そういい残して、そそくさと店に戻っていった。よっぽどサエの泣き叫ぶ様子を見たくないとみえる。

「 何なの父さんったら」 

「 お前の泣き面を見たくないんだってよ」 

サエはまるでお前には話しかけていないとでも言うように、顔から表情をなくし俺を無視した。

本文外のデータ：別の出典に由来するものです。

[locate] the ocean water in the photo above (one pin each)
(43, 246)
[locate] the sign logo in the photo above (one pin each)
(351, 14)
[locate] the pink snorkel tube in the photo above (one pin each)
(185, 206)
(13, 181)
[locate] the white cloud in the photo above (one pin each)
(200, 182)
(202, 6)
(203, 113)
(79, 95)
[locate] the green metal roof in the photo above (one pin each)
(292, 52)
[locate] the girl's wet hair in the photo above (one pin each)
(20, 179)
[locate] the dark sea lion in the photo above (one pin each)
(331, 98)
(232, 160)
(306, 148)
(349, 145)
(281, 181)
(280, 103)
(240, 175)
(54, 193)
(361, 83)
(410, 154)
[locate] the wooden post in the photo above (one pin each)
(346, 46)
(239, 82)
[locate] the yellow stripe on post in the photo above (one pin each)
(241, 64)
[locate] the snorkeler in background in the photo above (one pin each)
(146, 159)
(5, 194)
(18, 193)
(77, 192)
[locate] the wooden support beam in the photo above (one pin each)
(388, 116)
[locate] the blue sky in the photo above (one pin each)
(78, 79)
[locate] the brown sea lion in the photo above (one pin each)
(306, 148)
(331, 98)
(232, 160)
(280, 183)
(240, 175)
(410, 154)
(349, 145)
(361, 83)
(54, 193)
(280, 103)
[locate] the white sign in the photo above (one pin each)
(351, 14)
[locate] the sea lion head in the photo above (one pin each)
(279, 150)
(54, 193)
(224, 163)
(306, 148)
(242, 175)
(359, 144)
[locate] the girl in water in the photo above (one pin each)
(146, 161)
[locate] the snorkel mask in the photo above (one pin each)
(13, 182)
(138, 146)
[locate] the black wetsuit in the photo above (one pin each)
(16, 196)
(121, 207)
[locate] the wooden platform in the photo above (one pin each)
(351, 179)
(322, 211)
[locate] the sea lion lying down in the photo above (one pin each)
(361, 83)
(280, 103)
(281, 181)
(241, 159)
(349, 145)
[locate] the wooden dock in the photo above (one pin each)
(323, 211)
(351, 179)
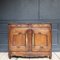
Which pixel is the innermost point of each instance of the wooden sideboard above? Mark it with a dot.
(30, 40)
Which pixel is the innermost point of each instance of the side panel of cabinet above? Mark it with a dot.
(18, 39)
(41, 40)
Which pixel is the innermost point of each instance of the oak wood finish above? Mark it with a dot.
(30, 40)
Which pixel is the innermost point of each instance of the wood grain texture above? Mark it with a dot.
(30, 40)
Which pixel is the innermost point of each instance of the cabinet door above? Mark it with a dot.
(41, 40)
(18, 39)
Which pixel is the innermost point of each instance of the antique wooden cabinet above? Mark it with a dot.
(30, 40)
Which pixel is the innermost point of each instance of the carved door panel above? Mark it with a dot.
(41, 40)
(18, 39)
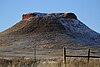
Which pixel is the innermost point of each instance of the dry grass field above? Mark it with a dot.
(57, 62)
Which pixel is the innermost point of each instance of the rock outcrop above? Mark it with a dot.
(54, 30)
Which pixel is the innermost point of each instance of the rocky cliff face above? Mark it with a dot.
(54, 30)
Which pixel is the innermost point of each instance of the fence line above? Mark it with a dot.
(88, 55)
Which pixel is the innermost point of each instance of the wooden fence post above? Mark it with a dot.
(88, 55)
(64, 55)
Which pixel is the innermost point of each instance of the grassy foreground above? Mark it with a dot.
(58, 62)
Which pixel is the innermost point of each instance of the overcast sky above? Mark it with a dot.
(88, 11)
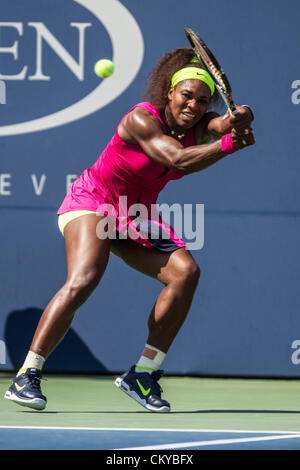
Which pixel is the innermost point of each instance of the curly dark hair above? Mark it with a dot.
(159, 79)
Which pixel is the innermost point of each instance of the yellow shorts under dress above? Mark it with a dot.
(64, 219)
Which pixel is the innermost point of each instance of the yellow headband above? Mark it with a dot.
(193, 73)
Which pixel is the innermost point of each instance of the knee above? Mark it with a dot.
(83, 283)
(186, 274)
(190, 273)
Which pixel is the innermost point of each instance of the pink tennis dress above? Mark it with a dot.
(124, 184)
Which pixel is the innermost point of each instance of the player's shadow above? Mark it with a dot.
(71, 355)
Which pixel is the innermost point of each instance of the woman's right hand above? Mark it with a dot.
(241, 140)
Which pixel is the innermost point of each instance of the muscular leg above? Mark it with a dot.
(179, 273)
(87, 257)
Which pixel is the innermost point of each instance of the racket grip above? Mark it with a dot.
(227, 146)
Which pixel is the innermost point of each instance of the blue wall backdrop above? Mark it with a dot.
(58, 117)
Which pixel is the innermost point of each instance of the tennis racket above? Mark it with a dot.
(208, 60)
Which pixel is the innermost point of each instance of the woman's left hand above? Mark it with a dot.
(242, 120)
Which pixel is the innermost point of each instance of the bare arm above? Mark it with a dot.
(144, 129)
(213, 126)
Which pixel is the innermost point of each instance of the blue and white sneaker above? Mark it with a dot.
(144, 388)
(26, 390)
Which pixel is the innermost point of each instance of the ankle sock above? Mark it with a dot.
(32, 360)
(150, 360)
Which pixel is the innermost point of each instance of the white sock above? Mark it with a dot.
(32, 360)
(150, 360)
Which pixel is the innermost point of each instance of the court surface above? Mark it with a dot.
(90, 413)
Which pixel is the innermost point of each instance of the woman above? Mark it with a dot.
(160, 140)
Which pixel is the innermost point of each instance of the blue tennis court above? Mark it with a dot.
(50, 438)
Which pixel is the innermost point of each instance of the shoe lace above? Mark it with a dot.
(156, 375)
(35, 382)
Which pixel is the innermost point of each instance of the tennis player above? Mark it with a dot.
(165, 138)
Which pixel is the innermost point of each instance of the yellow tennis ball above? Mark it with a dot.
(104, 68)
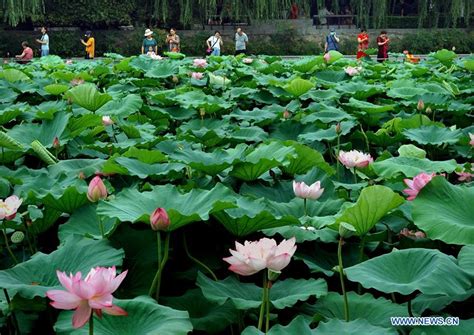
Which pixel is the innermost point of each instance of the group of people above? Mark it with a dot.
(27, 53)
(214, 43)
(332, 43)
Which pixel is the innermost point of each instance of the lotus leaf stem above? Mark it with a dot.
(341, 277)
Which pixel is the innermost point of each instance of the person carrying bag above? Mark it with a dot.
(214, 44)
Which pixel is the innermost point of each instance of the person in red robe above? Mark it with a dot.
(382, 44)
(363, 40)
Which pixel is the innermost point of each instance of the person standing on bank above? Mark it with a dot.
(148, 42)
(382, 43)
(214, 44)
(89, 43)
(332, 42)
(44, 41)
(172, 39)
(26, 55)
(241, 40)
(363, 40)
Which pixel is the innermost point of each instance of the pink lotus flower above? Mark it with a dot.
(354, 158)
(107, 121)
(465, 176)
(412, 234)
(415, 185)
(9, 207)
(159, 219)
(96, 190)
(94, 293)
(421, 105)
(197, 75)
(308, 192)
(199, 62)
(56, 143)
(352, 71)
(327, 57)
(77, 81)
(251, 257)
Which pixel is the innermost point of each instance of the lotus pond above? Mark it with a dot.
(136, 177)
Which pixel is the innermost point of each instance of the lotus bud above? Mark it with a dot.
(273, 275)
(421, 105)
(17, 237)
(327, 57)
(96, 190)
(56, 143)
(107, 121)
(159, 219)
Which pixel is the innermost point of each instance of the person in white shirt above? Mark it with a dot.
(44, 41)
(214, 44)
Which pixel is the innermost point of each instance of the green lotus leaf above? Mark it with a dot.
(305, 160)
(464, 327)
(7, 96)
(162, 69)
(411, 166)
(205, 315)
(377, 311)
(299, 86)
(261, 159)
(144, 170)
(373, 204)
(210, 163)
(334, 56)
(121, 107)
(328, 134)
(325, 114)
(406, 92)
(284, 293)
(359, 326)
(14, 75)
(26, 133)
(306, 64)
(360, 90)
(87, 96)
(406, 271)
(433, 135)
(85, 222)
(298, 326)
(368, 107)
(445, 212)
(37, 275)
(219, 80)
(444, 56)
(410, 150)
(56, 89)
(145, 316)
(174, 55)
(250, 216)
(183, 208)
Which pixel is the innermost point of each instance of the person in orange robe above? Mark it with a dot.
(363, 40)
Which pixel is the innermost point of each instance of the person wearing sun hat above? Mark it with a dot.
(148, 42)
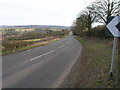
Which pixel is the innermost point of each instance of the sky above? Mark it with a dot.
(40, 12)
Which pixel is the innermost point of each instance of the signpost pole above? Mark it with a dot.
(113, 56)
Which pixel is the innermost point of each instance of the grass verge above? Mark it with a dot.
(36, 44)
(95, 64)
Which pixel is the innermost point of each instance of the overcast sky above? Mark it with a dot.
(40, 12)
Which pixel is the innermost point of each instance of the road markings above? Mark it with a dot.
(40, 56)
(61, 46)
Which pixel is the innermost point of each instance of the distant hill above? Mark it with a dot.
(36, 26)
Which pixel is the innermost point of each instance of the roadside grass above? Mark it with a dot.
(29, 46)
(95, 64)
(31, 40)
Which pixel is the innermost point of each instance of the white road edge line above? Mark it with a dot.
(61, 46)
(40, 56)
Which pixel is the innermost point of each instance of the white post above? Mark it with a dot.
(113, 55)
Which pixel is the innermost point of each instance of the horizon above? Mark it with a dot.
(39, 12)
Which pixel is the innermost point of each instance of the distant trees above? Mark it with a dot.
(105, 8)
(98, 11)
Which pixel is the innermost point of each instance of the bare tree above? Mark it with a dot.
(105, 8)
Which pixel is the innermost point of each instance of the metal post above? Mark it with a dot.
(113, 55)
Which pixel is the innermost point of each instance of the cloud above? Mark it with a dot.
(57, 12)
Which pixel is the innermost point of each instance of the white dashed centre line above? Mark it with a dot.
(40, 56)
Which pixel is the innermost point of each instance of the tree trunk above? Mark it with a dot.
(118, 62)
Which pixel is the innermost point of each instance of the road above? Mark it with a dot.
(41, 67)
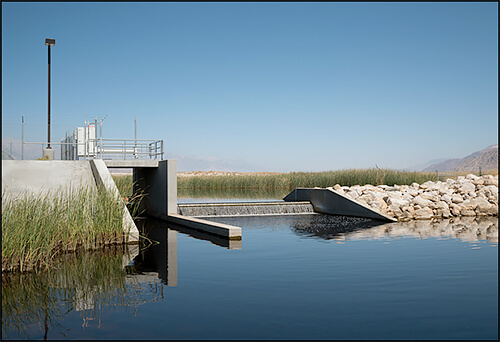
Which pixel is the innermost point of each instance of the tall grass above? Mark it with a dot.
(35, 228)
(292, 180)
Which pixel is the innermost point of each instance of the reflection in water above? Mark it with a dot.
(467, 229)
(330, 227)
(347, 228)
(229, 195)
(85, 282)
(37, 305)
(89, 281)
(81, 281)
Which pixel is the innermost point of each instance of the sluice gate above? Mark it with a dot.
(245, 209)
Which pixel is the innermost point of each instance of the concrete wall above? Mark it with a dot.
(103, 179)
(42, 176)
(159, 188)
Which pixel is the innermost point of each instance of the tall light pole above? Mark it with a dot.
(49, 43)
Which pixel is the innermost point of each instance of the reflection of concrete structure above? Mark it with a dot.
(160, 259)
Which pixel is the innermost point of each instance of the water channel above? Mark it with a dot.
(308, 276)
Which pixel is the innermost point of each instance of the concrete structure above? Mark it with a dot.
(245, 209)
(48, 153)
(225, 230)
(134, 163)
(328, 201)
(155, 180)
(24, 177)
(103, 179)
(159, 188)
(43, 176)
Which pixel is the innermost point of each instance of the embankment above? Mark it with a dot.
(466, 196)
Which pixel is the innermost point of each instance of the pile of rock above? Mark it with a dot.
(467, 196)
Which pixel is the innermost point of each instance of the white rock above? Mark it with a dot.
(423, 214)
(422, 202)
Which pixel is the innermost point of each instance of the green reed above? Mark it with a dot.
(292, 180)
(36, 228)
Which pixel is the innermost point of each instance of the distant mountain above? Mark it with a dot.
(487, 159)
(420, 167)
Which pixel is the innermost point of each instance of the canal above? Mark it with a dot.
(308, 276)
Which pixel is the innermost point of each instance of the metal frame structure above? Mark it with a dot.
(87, 143)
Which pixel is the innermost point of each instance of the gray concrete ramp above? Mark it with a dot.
(328, 201)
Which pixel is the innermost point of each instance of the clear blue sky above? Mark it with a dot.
(262, 86)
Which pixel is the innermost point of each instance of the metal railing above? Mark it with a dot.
(108, 149)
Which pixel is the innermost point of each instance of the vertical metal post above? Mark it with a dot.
(22, 138)
(48, 126)
(94, 150)
(135, 138)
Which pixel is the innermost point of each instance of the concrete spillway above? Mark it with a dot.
(245, 209)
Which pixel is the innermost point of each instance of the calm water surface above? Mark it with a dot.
(290, 277)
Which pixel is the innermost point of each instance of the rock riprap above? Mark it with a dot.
(466, 196)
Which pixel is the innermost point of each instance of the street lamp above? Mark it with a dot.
(49, 42)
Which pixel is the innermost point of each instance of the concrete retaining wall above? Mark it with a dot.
(24, 177)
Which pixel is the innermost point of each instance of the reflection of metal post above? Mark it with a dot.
(171, 257)
(135, 138)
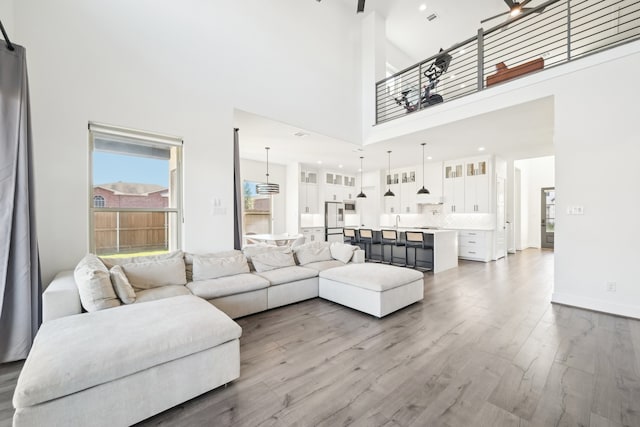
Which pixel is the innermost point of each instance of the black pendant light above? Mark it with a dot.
(267, 189)
(361, 195)
(423, 190)
(389, 193)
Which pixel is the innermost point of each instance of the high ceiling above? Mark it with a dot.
(408, 29)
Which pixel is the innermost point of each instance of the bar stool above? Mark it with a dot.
(392, 239)
(349, 236)
(417, 240)
(365, 237)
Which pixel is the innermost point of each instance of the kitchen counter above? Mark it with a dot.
(445, 245)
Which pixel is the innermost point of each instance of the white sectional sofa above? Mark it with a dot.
(124, 339)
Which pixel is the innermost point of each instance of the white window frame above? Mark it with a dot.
(147, 138)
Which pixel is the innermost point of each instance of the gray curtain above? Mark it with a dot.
(20, 284)
(237, 194)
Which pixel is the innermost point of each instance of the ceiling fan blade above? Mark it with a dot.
(494, 17)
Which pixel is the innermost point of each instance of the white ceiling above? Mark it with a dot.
(522, 131)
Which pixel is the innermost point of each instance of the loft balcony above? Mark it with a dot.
(552, 34)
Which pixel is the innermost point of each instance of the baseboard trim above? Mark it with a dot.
(596, 305)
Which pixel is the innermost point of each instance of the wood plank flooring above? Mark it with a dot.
(484, 348)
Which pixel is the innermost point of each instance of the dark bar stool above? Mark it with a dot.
(418, 240)
(349, 236)
(391, 238)
(365, 237)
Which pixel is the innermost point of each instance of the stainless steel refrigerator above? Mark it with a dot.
(333, 221)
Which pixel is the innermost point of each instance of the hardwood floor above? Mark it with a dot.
(484, 348)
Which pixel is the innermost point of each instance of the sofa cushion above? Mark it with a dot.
(94, 284)
(121, 284)
(313, 252)
(211, 267)
(188, 260)
(272, 260)
(288, 274)
(342, 252)
(375, 277)
(323, 265)
(161, 292)
(229, 285)
(152, 274)
(75, 353)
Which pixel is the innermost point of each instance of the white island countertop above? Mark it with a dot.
(445, 245)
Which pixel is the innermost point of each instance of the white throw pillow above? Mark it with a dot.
(313, 252)
(110, 262)
(122, 286)
(271, 260)
(212, 267)
(188, 260)
(342, 252)
(94, 284)
(153, 274)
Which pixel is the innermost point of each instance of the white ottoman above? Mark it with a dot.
(376, 289)
(121, 365)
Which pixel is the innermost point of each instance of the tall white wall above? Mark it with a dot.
(178, 68)
(536, 174)
(596, 153)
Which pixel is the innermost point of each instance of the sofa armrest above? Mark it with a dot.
(61, 298)
(358, 256)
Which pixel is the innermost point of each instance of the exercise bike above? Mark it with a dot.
(433, 74)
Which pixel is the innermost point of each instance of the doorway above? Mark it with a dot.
(548, 215)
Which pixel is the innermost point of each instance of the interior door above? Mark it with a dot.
(548, 215)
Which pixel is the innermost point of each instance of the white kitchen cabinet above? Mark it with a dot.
(475, 245)
(314, 234)
(476, 186)
(453, 187)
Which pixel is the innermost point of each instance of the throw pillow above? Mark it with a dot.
(122, 286)
(342, 252)
(94, 284)
(212, 267)
(271, 260)
(313, 252)
(153, 274)
(188, 260)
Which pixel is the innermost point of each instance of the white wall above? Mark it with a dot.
(596, 154)
(178, 68)
(535, 174)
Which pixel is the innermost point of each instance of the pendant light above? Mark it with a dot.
(361, 195)
(389, 193)
(423, 190)
(267, 189)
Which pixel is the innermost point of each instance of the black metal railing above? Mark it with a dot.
(548, 35)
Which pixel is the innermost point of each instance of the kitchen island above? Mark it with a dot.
(443, 257)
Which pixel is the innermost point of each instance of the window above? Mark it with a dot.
(136, 191)
(256, 212)
(98, 202)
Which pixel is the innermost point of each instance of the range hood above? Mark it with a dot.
(429, 199)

「 酷えこと言ったのに悪いな。ちょっとで良い。付き合ってくれ」 

返事は期待せず声をかけたが、やはり返らぬサエの声を求めて胸が痛かった。



「 こないだの山ん中よりましだが、あまりに暗くて転げ落ちそうだな。お前落ちんなよ」 

「 何なのよ。早く話して」 

月の明かりでほの暗い土手に着くと、サエは立ったままそういった。

「 この間お前が聞きたがってた話だ。俺が言うのを止めた、まさかの続きだよ。お前の親父に確認したら俺が話せってことでな。悪いな」 

サエは冷めた目で俺を見ていた。

この目じゃ流石に俺も、サエが自分を好いているなどとは勘違いしていられなかっただろう。

きっと以前の冷めたような目はサエが無理をして作っていたものだったのだろう。


「 あれは、まさか知らないのかって言いたかったんだ。お前、孝也と血の繋がりがねえの知らねえだろう」 

サエはその冷めた目を見る見る怒りのそれに変え、食って掛かってきた。

「 うそ!どうしてまたそんなこと言うの!どれだけあたしを傷つけたら気が済むのよ!何であんたが!何であんたがそういう事ばっかり言うのよ!好きな人にそんな酷いこと言われるあたしの身にもなってよ!」 

サエは途中からぼろぼろと涙をこぼし、泣き叫んだ。

そしてそのまま踵を返して駆け出そうとした。

とっさにサエの腕を掴むと、サエが振りほどこうともがいた。

「 放して!帰る!」 

今日は暴れることを予想していたのでサエを押さえることは容易かった。

こんなに簡単で良いのかと不安になるくらいサエは非力だった。

サエの両腕ごと囲うように抱きしめると、サエが叫んだ。

「 放して!」 

「 待て。それは出来ん。今放すとその辺から転がり落ちんのは目に見えてっからな。ちょっとだけ我慢しろ。おめえの親父に話してなだめるまでやれって命令されてる」 

急に大人しくなったサエは俺の腕の中で呆然と呟いた。。

「 ・・・・・何なのよそれ。父さんが・・・?何を言えって?」 


「 お前の親父が、孝也とお前に血の繋がりがないことを話せってよ」 

ゆっくりとサエの沸いた頭に浸透させるように言った。

「 聞こえたか?」 

サエは微動だにせず随分長い間無言のままだった。